The osquery "public API" or SDK is the set of osquery headers and a subset of the source "cpp" files implementing what we call osquery core. The core code can be thought of as the framework or platform, it is everything except for the SQLite code and most table implementations. The public headers can be found in osquery/include/osquery/.

osquery is organized into a core, additional, and testing during a default build from source. We call the set of public headers implementing core the 'osquery SDK'. This SDK can be used to build osquery outside of our CMake build system with a minimum set of dependencies. This organization better isolates OS API dependencies from development tools and libraries and provides a logical separation between code needed for extensions and module compiling.
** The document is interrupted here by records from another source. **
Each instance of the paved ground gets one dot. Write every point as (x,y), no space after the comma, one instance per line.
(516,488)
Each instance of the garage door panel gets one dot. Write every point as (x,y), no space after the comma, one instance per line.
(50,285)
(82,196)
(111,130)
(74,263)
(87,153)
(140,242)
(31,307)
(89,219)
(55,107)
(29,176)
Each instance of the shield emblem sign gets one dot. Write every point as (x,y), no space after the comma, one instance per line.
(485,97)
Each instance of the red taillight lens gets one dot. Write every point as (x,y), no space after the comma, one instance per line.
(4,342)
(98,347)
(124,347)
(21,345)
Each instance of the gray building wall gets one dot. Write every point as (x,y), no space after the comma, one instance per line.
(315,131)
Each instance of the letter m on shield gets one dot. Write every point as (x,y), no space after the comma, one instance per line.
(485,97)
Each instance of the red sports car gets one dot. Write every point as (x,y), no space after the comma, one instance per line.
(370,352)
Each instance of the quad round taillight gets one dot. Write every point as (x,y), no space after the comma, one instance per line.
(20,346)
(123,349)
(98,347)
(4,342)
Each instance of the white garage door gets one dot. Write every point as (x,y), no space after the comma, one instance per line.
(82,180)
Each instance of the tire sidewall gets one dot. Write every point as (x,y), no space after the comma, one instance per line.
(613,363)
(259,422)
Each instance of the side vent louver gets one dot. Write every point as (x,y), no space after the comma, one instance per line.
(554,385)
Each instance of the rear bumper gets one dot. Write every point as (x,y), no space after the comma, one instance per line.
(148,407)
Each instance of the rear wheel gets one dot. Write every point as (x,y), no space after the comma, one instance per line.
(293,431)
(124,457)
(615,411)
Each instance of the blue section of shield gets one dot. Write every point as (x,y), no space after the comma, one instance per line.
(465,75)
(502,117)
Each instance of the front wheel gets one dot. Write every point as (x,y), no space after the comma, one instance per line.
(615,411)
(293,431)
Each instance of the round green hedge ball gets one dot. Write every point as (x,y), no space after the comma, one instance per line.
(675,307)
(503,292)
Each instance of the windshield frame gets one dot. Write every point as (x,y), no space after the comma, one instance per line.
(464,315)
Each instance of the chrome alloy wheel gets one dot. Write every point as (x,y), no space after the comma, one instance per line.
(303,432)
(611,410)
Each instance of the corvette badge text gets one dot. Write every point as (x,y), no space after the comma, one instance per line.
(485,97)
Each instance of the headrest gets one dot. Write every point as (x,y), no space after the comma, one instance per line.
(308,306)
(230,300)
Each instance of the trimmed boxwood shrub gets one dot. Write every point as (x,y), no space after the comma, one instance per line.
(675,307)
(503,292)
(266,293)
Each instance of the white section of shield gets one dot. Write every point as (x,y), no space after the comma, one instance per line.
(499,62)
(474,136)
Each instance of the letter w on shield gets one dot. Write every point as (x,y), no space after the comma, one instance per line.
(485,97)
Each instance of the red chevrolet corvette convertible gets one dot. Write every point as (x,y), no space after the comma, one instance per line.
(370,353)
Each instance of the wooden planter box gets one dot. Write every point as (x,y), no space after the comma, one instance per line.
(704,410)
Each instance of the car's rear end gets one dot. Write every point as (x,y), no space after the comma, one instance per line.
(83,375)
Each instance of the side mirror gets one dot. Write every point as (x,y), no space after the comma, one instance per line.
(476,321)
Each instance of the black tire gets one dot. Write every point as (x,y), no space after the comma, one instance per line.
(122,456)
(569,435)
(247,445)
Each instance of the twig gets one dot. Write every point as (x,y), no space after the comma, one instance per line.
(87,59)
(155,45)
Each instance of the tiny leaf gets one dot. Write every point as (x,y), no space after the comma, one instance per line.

The public API and SDK headers are documented via doxygen. To generate web-based documentation, you will need to install doxygen, run make docs from the repository root, then open ./build/docs/html/index.html.

Extensions

Extensions are separate processes built using osquery core designed to register one or more plugins. An extension may be compiled and linked using an external build system, against proprietary code, and will be version-compatible with our publicly-built binary packages on https://osquery.io/downloads.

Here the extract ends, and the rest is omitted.